The Supreme Court of New Jersey has held that a court may not strip a law firm’s partners of the protections of a limited liability partnership (LLP) because the firm did not maintain malpractice insurance to cover the period after the partnership had dissolved and was winding up its business. Mortgage Grader, Inc. v. Ward & Olivo, LLP, No. A-53-14, 2016 WL 3434529 (N.J. Jun. 23, 2016). The Court’s decision should give comfort to all professionals that practice in a limited liability entity that the liability protections they enjoy will not be forfeited just to provide a remedy to an injured plaintiff.

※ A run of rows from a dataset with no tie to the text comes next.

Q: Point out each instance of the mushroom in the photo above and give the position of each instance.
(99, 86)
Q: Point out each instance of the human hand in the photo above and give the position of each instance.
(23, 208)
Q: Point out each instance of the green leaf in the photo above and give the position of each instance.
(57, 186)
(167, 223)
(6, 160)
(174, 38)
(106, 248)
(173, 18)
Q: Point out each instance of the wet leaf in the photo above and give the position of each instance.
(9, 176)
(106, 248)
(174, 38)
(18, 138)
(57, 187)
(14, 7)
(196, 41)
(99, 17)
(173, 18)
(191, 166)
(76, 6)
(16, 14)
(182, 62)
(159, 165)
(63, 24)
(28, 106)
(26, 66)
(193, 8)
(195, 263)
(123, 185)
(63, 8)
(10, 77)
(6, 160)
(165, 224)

In Mortgage Grader, a former client sued the law firm and each of its partners after the firm dissolved and was in the process of winding up its affairs. The firm had maintained professional liability insurance during the time it was actively practicing law (when the alleged malpractice occurred) but it did not purchase “tail” coverage for claims arising after its dissolution. The trial court had held that the failure to maintain liability insurance violated Rule 1:21-1C(a)(3) (the “Rule”), which requires attorneys practicing within an LLP to maintain professional liability insurance to cover any damages resulting from any claim made against the LLP by its clients. Because the LLP did not have “tail” insurance, the trial court held that the individual partners were not shielded from personal liability, as they would have been as members of an LLP, and were vicariously liable for their partners’ negligence. The trial court thus stripped the partners of the protections of the LLP, converting the LLP into a general partnership. The Appellate Division reversed and held that neither the Rule nor the Uniform Partnership Act (UPA) authorized the trial court to remove the individual partners’ liability protections.

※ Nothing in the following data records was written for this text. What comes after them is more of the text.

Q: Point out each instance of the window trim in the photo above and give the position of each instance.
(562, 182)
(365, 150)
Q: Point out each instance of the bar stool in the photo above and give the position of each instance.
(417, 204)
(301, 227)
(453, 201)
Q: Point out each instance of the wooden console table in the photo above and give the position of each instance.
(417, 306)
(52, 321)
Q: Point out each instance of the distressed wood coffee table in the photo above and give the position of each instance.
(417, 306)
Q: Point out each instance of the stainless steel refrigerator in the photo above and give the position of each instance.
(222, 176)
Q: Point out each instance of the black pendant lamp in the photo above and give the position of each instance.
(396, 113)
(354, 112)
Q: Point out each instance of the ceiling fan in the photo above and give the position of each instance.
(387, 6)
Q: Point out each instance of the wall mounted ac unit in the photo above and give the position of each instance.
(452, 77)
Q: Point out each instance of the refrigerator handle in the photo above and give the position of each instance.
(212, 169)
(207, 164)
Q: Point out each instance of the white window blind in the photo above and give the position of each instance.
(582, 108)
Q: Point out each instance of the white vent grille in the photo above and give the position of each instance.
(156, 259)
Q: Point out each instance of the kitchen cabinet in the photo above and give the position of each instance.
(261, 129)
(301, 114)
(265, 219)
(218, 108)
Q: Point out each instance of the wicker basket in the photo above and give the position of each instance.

On appeal, the Supreme Court held that the Rule did not require a dissolved LLP to maintain professional liability insurance since it was no longer engaged in the practice of law but is simply collecting receivables and paying off the liabilities of the practice. Relying on the UPA and case law interpreting it, the Court held that the administrative activities conducted during the windup period did not amount to the transacting of business for which the LLP was created.  Further, the law firm, in fact, had insurance at the time the alleged malpractice occurred. Even if the firm had failed to maintain insurance, nothing within the Uniform Partnership Act authorized the “conversion” of an LLP into a general partnership to rectify that omission. The Court noted that the UPA provisions governing revocation of LLP status manifested a strong intent to preserve the liability shield. Thus, the UPA requires at least 60 days’ notice before revocation, and affords the LLP an opportunity to cure any procedural deficiency prior to revocation. The UPA also allows for reinstatement of LLP status within two years of revocation as if there had been no interruption in status, for the specific purpose of preserving the limited liability protections.  

Mortgage Grader shows that courts will be reluctant to order fundamental changes in the structure of freely chosen business entities, especially when imposing such changes would undermine the limited liability protections the members rely on and expect.